All non-IO operations (State, contracts, Markdown) produce identical results in both runtimes. This is enforced by mandatory parity tests.

12.9.4 Memory Protocol

The JavaScript runtime follows the same memory protocol as the Python runtime (Section 12.5):

  • Never cache TypedArray views across WASM calls — memory.buffer can be detached by memory.grow. Always create fresh views before each access.
  • BigInt for i64: JavaScript WASM i64 values are BigInt, not number.
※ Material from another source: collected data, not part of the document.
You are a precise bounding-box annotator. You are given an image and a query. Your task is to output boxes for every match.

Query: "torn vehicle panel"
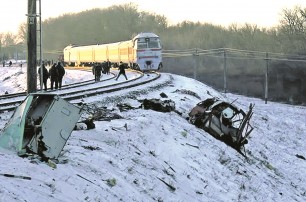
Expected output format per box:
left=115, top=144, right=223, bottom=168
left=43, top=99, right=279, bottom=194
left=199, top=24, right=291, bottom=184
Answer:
left=189, top=97, right=254, bottom=149
left=141, top=99, right=175, bottom=112
left=0, top=93, right=82, bottom=159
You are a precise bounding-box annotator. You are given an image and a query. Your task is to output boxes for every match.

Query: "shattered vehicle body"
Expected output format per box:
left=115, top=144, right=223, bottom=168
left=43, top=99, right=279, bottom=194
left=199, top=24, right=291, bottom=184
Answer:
left=189, top=98, right=254, bottom=150
left=0, top=93, right=82, bottom=160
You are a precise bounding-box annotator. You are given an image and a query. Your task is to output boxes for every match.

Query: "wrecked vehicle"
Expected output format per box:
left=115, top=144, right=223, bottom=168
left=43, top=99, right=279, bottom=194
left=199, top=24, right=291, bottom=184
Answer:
left=0, top=93, right=82, bottom=160
left=189, top=97, right=254, bottom=150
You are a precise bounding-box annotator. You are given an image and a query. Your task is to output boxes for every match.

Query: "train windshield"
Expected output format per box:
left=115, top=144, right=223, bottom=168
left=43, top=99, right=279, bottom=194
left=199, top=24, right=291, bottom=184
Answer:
left=148, top=41, right=160, bottom=48
left=136, top=37, right=161, bottom=49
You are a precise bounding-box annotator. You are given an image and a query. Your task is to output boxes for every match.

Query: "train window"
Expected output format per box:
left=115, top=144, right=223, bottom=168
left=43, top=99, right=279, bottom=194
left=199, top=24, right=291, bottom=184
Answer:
left=148, top=41, right=160, bottom=48
left=136, top=38, right=161, bottom=49
left=137, top=42, right=147, bottom=49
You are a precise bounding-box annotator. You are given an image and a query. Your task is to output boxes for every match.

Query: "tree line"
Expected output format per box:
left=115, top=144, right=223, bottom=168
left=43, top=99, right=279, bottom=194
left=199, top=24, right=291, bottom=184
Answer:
left=1, top=3, right=306, bottom=62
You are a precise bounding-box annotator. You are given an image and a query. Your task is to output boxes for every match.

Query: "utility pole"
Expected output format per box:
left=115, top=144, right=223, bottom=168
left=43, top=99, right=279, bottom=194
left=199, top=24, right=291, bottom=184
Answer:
left=27, top=0, right=37, bottom=94
left=38, top=0, right=43, bottom=91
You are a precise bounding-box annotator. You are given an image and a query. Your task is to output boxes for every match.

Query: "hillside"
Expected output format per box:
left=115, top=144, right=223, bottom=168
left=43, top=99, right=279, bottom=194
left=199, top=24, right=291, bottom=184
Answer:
left=0, top=66, right=305, bottom=201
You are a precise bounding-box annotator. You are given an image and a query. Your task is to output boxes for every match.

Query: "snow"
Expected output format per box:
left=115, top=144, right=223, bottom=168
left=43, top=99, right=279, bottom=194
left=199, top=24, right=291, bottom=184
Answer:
left=0, top=65, right=305, bottom=202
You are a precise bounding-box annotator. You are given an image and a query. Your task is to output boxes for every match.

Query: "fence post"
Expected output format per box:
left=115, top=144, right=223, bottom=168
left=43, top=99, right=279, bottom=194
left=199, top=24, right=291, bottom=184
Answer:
left=264, top=52, right=269, bottom=104
left=223, top=49, right=227, bottom=93
left=193, top=48, right=199, bottom=80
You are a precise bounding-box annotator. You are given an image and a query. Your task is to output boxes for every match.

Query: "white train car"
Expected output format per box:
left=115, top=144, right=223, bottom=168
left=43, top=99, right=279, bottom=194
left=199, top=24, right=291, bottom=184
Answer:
left=64, top=32, right=162, bottom=71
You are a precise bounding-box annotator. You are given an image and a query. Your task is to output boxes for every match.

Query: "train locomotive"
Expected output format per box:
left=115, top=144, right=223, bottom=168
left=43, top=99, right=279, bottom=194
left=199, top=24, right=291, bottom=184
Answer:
left=63, top=32, right=162, bottom=71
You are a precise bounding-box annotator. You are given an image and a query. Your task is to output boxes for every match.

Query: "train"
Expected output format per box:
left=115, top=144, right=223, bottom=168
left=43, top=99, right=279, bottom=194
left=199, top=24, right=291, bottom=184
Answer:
left=63, top=32, right=162, bottom=71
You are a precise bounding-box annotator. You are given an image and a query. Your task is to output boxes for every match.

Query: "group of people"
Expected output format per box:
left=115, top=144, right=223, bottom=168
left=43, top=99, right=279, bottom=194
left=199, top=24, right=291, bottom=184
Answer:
left=92, top=60, right=128, bottom=81
left=2, top=61, right=13, bottom=67
left=38, top=62, right=65, bottom=91
left=92, top=60, right=112, bottom=81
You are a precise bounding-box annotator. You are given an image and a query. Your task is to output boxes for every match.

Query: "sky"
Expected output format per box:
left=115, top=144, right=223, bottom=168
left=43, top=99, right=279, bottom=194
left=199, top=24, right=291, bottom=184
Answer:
left=0, top=65, right=305, bottom=201
left=1, top=0, right=306, bottom=33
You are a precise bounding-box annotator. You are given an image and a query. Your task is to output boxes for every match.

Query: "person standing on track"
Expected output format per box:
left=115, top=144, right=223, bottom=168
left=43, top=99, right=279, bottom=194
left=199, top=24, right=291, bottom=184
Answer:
left=92, top=63, right=96, bottom=81
left=115, top=61, right=128, bottom=81
left=92, top=63, right=102, bottom=81
left=57, top=62, right=65, bottom=89
left=105, top=59, right=111, bottom=75
left=49, top=63, right=59, bottom=90
left=38, top=63, right=49, bottom=91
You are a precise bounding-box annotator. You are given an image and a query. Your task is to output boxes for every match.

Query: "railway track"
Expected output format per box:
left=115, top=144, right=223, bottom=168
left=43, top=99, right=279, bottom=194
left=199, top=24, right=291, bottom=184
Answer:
left=0, top=72, right=115, bottom=110
left=0, top=70, right=160, bottom=113
left=0, top=66, right=105, bottom=100
left=0, top=71, right=115, bottom=102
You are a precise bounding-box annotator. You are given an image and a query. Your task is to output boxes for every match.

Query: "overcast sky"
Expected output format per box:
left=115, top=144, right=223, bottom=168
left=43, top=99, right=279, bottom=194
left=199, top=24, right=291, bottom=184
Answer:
left=1, top=0, right=306, bottom=33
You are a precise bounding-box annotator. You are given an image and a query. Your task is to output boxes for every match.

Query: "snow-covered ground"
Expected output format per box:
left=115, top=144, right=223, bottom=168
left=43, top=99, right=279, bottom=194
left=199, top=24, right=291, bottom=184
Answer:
left=0, top=64, right=93, bottom=94
left=0, top=65, right=305, bottom=202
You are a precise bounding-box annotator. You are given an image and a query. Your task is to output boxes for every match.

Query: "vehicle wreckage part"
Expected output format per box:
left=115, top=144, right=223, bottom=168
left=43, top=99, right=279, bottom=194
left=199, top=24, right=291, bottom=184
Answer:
left=0, top=173, right=31, bottom=180
left=189, top=98, right=254, bottom=149
left=0, top=93, right=82, bottom=159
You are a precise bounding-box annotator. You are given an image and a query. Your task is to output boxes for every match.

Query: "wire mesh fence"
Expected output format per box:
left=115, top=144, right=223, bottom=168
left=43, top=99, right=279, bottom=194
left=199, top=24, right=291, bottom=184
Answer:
left=162, top=48, right=306, bottom=105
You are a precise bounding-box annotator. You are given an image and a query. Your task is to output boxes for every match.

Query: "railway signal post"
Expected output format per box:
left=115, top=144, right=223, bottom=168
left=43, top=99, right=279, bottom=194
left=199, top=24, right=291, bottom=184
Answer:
left=27, top=0, right=37, bottom=94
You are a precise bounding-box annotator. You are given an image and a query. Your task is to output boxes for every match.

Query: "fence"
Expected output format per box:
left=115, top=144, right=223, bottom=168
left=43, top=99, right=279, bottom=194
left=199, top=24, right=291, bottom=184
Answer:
left=162, top=48, right=306, bottom=105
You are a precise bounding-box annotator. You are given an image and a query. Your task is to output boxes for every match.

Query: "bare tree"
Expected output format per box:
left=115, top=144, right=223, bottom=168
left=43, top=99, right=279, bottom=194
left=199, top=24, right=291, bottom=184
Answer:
left=279, top=6, right=306, bottom=34
left=17, top=23, right=27, bottom=44
left=0, top=32, right=17, bottom=59
left=278, top=5, right=306, bottom=53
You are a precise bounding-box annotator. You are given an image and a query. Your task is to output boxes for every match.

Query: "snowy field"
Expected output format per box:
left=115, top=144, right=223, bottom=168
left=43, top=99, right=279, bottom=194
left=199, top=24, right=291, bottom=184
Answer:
left=0, top=65, right=305, bottom=202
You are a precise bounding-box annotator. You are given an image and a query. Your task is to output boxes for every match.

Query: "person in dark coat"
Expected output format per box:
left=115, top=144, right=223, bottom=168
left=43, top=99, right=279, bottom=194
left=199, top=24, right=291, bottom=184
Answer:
left=57, top=62, right=65, bottom=89
left=92, top=63, right=96, bottom=81
left=38, top=64, right=49, bottom=91
left=92, top=63, right=102, bottom=81
left=115, top=61, right=128, bottom=81
left=101, top=62, right=106, bottom=74
left=105, top=59, right=111, bottom=75
left=49, top=63, right=59, bottom=90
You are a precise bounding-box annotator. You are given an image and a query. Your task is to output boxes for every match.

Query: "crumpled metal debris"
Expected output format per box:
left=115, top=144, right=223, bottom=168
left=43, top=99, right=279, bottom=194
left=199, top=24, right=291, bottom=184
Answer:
left=141, top=99, right=175, bottom=112
left=189, top=97, right=254, bottom=150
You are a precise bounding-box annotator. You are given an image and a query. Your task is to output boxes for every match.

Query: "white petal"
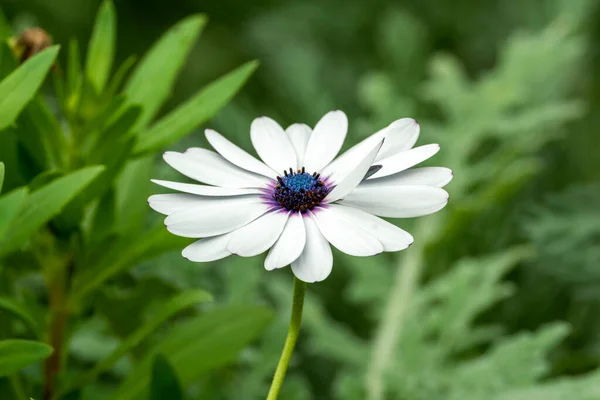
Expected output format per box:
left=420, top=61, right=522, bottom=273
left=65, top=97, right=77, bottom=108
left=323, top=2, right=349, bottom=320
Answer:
left=325, top=139, right=384, bottom=202
left=265, top=212, right=306, bottom=271
left=320, top=126, right=386, bottom=184
left=250, top=117, right=297, bottom=173
left=361, top=167, right=453, bottom=188
left=165, top=197, right=272, bottom=238
left=340, top=185, right=449, bottom=218
left=312, top=207, right=383, bottom=256
left=375, top=118, right=420, bottom=161
left=164, top=149, right=270, bottom=188
left=291, top=213, right=333, bottom=282
left=152, top=179, right=264, bottom=196
left=148, top=193, right=204, bottom=215
left=327, top=204, right=413, bottom=251
left=205, top=129, right=278, bottom=178
left=286, top=124, right=312, bottom=168
left=227, top=210, right=289, bottom=257
left=321, top=118, right=414, bottom=183
left=302, top=110, right=348, bottom=173
left=182, top=233, right=234, bottom=262
left=370, top=144, right=440, bottom=179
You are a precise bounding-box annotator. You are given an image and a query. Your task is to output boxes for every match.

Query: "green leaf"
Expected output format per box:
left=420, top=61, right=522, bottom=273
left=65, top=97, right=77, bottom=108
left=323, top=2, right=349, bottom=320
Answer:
left=124, top=15, right=206, bottom=130
left=134, top=60, right=259, bottom=154
left=71, top=224, right=190, bottom=305
left=72, top=290, right=212, bottom=390
left=0, top=9, right=10, bottom=42
left=114, top=305, right=273, bottom=400
left=0, top=297, right=39, bottom=337
left=107, top=55, right=136, bottom=95
left=0, top=340, right=53, bottom=376
left=0, top=162, right=4, bottom=193
left=0, top=188, right=27, bottom=238
left=67, top=39, right=82, bottom=104
left=0, top=46, right=59, bottom=132
left=0, top=166, right=104, bottom=255
left=114, top=156, right=153, bottom=234
left=150, top=354, right=183, bottom=400
left=85, top=0, right=116, bottom=93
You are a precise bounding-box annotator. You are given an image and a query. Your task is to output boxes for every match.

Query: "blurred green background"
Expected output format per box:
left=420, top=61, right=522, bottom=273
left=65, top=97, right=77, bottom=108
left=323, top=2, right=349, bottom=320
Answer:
left=0, top=0, right=599, bottom=399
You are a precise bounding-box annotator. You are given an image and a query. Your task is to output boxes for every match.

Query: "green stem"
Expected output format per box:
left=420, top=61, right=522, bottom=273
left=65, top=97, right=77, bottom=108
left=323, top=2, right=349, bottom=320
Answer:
left=10, top=374, right=27, bottom=400
left=266, top=276, right=306, bottom=400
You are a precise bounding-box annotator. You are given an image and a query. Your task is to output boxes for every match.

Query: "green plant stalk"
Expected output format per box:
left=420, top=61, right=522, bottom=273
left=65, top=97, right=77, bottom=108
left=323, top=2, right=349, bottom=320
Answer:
left=365, top=217, right=439, bottom=400
left=266, top=276, right=306, bottom=400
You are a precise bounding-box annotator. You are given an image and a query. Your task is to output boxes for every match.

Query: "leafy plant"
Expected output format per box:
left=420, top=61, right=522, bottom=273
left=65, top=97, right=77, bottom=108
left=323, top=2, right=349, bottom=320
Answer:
left=0, top=1, right=268, bottom=399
The runtime handles the conversion transparently.
  • ADT layout: All ADT values use the same byte layout as the Python runtime (tag at offset 0, fields at computed offsets matching codegen/registration.py).

12.9.5 CLI Integration

The vera compile --target browser command produces a ready-to-serve directory:

output_dir/
├── module.wasm          # Compiled WASM binary
├── vera-runtime.mjs     # Self-contained JavaScript runtime
└── index.html           # Loads and runs the program

The index.html file uses an ES module script that imports from vera-runtime.mjs, initializes the WASM module, calls main(), and displays the captured stdout in a <pre> element.

12.9.6 Parity Testing

The browser parity test suite (tests/test_browser.py) runs every compilable example through both the Python/wasmtime runtime and the Node.js/JS-runtime, asserting identical stdout output. This catches any drift between the two implementations. The tests cover IO operations, State operations, contract violations, Markdown parsing/rendering, and browser bundle emission.

Pre-commit hooks trigger parity tests on any change to the host binding surface (vera/browser/, vera/codegen/api.py, vera/wasm/markdown.py, vera/markdown.py). CI runs the full parity suite on every PR.